The film starts off eerily enough with the sudden death of Richard Gere's character's wife and from then on it has it's highs and lows leading to a somewhat unsatisfying feeling when it ends.
Essentially the look of the film is right, and the scribbled drawings of the victims are chillingly appropriate and spooky. The editing is fast and choppy, there's enough camera movement to disorient you when needed.
But then isn't that what everyone does these days in dark kind of movies....Stigmata and all the rest of em, except they're done better.
But the main fault of the film lies in the fact that when one makes a film based on a true event, one needs to be aware of the medium chosen.
Maybe it's not always necessary to add too much fiction to an essentially good story but one needs to be aware of the fact that an audience is still expecting to be entertained in the same way as a fictional film might, or else they would have watched a documentary. And although the film had the glossy look that might keep an audience watching, it lacked the pacing and suspense to keep you rivoted and ready to jump.
Laura Linney's performance was really very good, and her expressions alone gave her character far more depth than one suspects might have been in the screenplay. Yet her interaction with Gere's character still makes one feel like it should have been pushed a little more.
Infact, The Mothman Prophecies SHOULD have been made as a documentary..it might have had alot more impact. Because you keep feeling that there's not enough to hold it together as a film but as a chillingly narrated documentary it could have had twice the effect. That or another director and screenplay writer. It did start off well, but then lapsed into a mere series of events with a fancy dressing ontop.
If interested in the story it might be worth a watch, but then, you can always read about it.

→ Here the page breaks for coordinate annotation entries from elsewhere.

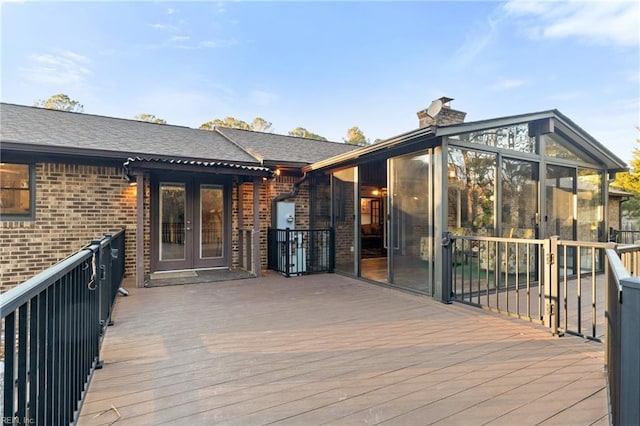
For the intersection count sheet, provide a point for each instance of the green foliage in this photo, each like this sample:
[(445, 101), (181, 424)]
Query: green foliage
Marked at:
[(356, 137), (230, 122), (301, 132), (149, 118), (60, 102), (630, 182), (259, 124)]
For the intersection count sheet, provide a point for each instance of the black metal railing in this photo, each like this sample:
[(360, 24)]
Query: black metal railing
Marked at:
[(623, 236), (301, 251), (587, 289), (499, 274), (52, 326), (622, 350)]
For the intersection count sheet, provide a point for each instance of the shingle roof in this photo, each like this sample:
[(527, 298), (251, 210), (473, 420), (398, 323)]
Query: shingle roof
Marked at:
[(70, 130), (273, 147), (62, 130)]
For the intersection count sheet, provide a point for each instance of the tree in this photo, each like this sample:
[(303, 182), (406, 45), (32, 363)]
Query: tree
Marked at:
[(301, 132), (259, 124), (356, 137), (149, 118), (60, 102), (231, 122), (630, 182)]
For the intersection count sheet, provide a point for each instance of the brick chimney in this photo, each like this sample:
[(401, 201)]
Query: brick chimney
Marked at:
[(441, 114)]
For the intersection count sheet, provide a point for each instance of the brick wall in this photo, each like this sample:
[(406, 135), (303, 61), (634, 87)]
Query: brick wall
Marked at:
[(78, 203), (268, 191), (74, 204)]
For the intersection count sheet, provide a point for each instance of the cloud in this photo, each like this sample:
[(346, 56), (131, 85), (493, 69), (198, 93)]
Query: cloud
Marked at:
[(477, 41), (61, 67), (162, 27), (507, 84), (263, 98), (603, 23), (207, 44)]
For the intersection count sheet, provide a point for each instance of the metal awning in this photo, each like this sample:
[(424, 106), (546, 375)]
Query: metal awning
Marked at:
[(219, 167)]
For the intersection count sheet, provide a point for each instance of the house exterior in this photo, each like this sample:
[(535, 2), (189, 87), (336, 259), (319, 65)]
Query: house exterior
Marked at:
[(200, 195), (184, 196), (393, 204)]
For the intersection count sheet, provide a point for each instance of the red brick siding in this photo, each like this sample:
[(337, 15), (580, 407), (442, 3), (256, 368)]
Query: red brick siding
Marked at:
[(74, 204)]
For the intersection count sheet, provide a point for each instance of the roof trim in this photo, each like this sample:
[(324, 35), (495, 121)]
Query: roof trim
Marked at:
[(405, 138), (213, 166), (584, 139)]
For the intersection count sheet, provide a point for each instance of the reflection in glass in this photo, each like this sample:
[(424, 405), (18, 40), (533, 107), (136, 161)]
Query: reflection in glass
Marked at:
[(561, 212), (471, 177), (15, 195), (172, 225), (344, 211), (516, 138), (412, 256), (519, 198), (589, 205), (211, 220), (560, 208)]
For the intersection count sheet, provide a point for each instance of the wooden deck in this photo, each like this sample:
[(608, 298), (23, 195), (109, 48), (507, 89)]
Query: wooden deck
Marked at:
[(326, 349)]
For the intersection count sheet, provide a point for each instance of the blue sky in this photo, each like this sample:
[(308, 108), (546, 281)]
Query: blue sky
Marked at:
[(328, 66)]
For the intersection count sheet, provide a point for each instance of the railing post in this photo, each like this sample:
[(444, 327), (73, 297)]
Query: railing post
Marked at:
[(447, 272), (287, 251), (332, 249), (551, 318), (630, 352)]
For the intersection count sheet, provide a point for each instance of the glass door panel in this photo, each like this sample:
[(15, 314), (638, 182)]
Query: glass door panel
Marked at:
[(410, 226), (172, 221), (560, 206), (344, 214), (211, 221), (561, 213), (519, 199)]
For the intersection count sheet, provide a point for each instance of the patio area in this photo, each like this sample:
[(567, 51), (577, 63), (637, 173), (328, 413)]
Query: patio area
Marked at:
[(327, 349)]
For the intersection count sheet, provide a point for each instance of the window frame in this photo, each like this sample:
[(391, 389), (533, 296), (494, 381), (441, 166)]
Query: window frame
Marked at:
[(31, 215)]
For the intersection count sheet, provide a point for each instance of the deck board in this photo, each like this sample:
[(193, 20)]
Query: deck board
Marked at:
[(327, 349)]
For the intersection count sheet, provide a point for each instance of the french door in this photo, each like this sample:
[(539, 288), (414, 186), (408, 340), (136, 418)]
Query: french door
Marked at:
[(189, 224)]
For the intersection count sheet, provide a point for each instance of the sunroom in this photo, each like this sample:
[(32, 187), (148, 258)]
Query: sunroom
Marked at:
[(394, 204)]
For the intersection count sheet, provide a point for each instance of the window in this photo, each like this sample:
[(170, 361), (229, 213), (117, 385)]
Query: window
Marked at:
[(16, 191)]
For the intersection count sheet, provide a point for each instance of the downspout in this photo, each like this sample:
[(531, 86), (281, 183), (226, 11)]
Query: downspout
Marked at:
[(286, 196)]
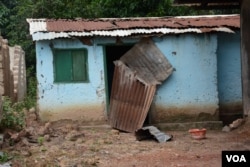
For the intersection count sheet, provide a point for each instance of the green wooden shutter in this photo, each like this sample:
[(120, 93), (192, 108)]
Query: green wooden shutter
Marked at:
[(79, 65), (63, 66)]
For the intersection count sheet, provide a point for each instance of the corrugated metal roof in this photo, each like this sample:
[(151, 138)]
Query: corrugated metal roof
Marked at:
[(42, 29)]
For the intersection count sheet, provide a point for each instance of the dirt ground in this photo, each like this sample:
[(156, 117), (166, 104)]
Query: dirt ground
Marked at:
[(69, 144)]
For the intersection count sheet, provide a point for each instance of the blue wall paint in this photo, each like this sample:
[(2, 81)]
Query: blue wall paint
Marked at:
[(192, 88), (229, 68), (64, 97)]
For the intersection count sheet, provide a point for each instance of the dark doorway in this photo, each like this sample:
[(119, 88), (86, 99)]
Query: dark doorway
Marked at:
[(113, 52)]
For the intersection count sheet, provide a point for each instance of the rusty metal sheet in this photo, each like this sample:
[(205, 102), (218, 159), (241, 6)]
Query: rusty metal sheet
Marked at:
[(134, 84), (148, 62)]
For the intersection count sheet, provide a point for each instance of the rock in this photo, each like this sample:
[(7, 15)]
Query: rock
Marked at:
[(115, 131), (74, 135), (226, 129), (235, 124), (44, 130), (47, 138)]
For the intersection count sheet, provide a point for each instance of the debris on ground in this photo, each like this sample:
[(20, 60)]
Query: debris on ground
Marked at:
[(226, 129), (151, 132), (235, 124)]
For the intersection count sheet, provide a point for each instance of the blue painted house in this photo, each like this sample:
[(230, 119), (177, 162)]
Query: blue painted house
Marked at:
[(75, 66)]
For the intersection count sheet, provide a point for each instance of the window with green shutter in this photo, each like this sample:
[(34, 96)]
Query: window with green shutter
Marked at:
[(70, 65)]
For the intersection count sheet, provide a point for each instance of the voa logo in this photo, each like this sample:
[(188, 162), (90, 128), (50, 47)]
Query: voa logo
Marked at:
[(236, 158)]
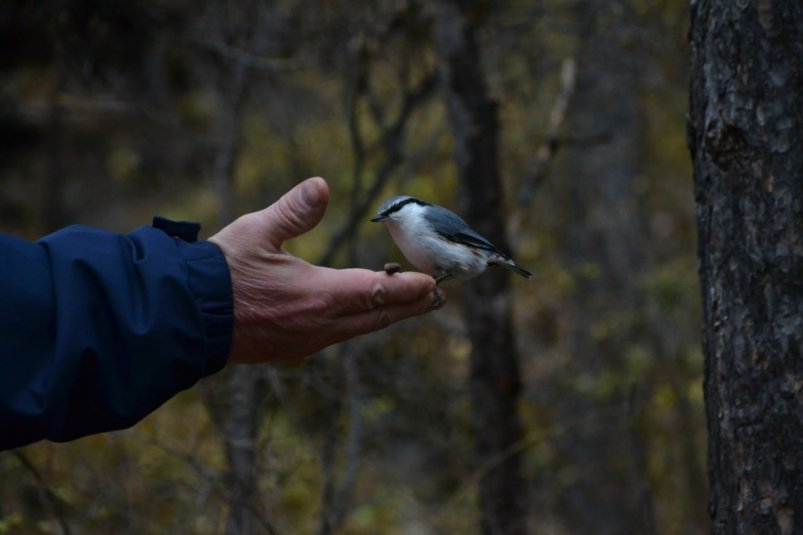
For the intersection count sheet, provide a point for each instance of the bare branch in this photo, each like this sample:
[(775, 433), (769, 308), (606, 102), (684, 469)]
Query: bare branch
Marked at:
[(548, 148), (391, 139)]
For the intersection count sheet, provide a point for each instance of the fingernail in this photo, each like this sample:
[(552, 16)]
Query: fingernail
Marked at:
[(309, 194), (438, 299), (312, 192)]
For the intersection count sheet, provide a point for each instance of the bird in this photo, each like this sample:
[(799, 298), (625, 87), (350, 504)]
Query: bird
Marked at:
[(438, 242)]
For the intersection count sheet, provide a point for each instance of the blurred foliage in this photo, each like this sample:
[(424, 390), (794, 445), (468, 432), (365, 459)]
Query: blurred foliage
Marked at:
[(113, 112)]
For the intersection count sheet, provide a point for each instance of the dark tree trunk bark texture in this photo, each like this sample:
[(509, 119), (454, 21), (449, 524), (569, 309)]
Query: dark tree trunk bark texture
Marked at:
[(495, 381), (746, 139)]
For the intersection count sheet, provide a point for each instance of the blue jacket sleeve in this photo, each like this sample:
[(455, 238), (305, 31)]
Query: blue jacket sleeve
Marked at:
[(99, 329)]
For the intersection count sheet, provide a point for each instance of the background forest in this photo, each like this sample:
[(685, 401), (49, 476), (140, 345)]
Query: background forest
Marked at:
[(112, 112)]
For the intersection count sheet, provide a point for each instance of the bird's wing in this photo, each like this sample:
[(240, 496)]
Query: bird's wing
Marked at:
[(453, 228)]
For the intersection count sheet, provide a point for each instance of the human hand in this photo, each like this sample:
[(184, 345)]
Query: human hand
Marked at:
[(286, 308)]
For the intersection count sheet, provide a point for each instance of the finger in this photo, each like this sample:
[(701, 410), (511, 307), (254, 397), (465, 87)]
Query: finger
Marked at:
[(381, 317), (360, 290), (298, 211)]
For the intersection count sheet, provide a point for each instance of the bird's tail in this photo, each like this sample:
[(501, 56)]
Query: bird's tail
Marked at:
[(512, 266)]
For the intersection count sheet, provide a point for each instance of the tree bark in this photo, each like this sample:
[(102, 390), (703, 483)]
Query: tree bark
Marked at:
[(745, 136), (495, 382)]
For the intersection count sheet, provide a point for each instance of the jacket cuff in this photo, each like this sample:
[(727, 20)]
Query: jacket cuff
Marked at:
[(209, 281)]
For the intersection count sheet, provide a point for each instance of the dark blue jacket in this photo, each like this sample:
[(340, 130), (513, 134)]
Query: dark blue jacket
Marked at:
[(99, 329)]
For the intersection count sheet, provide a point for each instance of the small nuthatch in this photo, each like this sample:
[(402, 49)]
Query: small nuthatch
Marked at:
[(438, 242)]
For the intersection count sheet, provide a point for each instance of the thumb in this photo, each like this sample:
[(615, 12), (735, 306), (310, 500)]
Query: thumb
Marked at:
[(298, 211)]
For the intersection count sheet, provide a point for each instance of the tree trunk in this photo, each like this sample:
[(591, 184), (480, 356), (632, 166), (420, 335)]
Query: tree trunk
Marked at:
[(745, 139), (610, 491), (495, 382)]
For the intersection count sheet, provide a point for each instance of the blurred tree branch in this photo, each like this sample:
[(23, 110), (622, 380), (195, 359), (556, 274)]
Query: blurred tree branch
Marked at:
[(545, 152)]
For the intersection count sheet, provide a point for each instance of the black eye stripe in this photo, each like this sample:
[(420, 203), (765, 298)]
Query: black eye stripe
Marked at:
[(401, 204)]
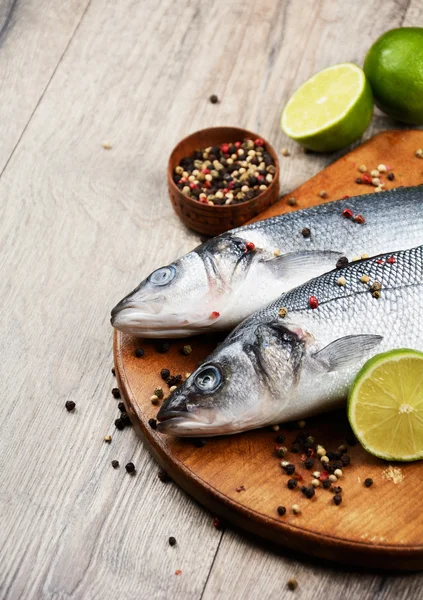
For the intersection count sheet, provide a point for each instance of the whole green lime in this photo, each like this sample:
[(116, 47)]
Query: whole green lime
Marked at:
[(394, 68)]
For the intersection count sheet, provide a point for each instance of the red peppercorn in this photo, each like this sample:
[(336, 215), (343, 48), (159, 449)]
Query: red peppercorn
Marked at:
[(347, 213), (313, 302)]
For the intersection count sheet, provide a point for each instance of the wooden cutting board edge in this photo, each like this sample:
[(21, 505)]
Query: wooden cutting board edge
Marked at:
[(365, 554)]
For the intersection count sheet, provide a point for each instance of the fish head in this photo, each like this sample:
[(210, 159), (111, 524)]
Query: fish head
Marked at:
[(241, 386), (186, 297)]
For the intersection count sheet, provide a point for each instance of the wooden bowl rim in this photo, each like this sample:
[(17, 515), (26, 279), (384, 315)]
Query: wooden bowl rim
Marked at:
[(222, 207)]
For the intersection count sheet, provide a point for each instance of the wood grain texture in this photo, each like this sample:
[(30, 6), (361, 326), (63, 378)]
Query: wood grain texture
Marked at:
[(361, 531), (34, 34), (81, 225)]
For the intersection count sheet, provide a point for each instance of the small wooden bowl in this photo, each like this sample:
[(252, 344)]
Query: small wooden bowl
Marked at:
[(212, 220)]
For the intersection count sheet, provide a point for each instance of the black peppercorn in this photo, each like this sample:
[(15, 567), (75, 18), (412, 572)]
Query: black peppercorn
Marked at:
[(342, 262), (120, 424), (163, 476), (309, 462), (290, 469), (164, 374)]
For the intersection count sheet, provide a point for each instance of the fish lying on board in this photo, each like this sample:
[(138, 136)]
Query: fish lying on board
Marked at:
[(221, 282), (274, 368)]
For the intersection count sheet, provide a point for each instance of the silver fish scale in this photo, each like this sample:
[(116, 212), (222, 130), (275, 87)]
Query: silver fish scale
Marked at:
[(330, 230), (406, 271)]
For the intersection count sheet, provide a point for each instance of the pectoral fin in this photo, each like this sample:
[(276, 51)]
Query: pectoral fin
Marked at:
[(346, 350), (304, 264)]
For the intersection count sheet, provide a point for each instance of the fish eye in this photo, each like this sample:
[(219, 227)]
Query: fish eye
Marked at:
[(162, 276), (208, 379)]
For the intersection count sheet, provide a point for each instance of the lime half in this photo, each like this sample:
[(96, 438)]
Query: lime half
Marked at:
[(385, 405), (331, 110)]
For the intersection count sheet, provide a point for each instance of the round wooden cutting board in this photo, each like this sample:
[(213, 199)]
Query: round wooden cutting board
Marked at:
[(239, 477)]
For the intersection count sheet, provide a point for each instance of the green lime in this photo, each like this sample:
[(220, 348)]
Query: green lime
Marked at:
[(385, 405), (394, 68), (331, 110)]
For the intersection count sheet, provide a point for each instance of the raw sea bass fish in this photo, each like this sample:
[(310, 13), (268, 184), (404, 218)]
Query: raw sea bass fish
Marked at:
[(223, 281), (274, 368)]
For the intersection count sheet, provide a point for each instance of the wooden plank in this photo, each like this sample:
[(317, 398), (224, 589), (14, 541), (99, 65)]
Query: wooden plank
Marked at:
[(82, 224), (33, 36)]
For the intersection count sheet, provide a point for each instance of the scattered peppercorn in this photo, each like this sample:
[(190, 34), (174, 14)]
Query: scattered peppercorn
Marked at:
[(162, 347), (309, 463), (187, 349), (292, 584), (345, 460), (164, 374), (342, 262), (290, 469)]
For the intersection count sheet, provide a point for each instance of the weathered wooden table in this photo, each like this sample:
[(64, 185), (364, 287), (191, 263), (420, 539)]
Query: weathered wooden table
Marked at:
[(81, 225)]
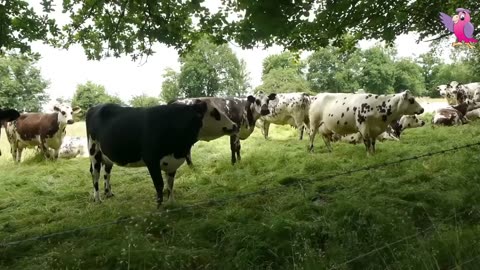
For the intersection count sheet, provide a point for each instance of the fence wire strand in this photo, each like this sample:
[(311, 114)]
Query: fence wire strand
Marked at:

But perhaps your motive in watching it is not be scared, in which case you may not be as disappointed as I was.
Some advice to those renting the dvd with special features:
There is some obscure music video for an artist who recorded a track for the film, directed by the film's director.don't watch it. OR
watch it in total disbelief...you will lose the little respect you might have had for the film.
It's one of those typically flash-of-light-quick-cut-I-Love-MTV kind of videos with pointless text flying around as if you're a kid learning to read on Sesame Street.
It pretty much reduces the fear factor to watching Ozzy Osbourne bite the head off a bat.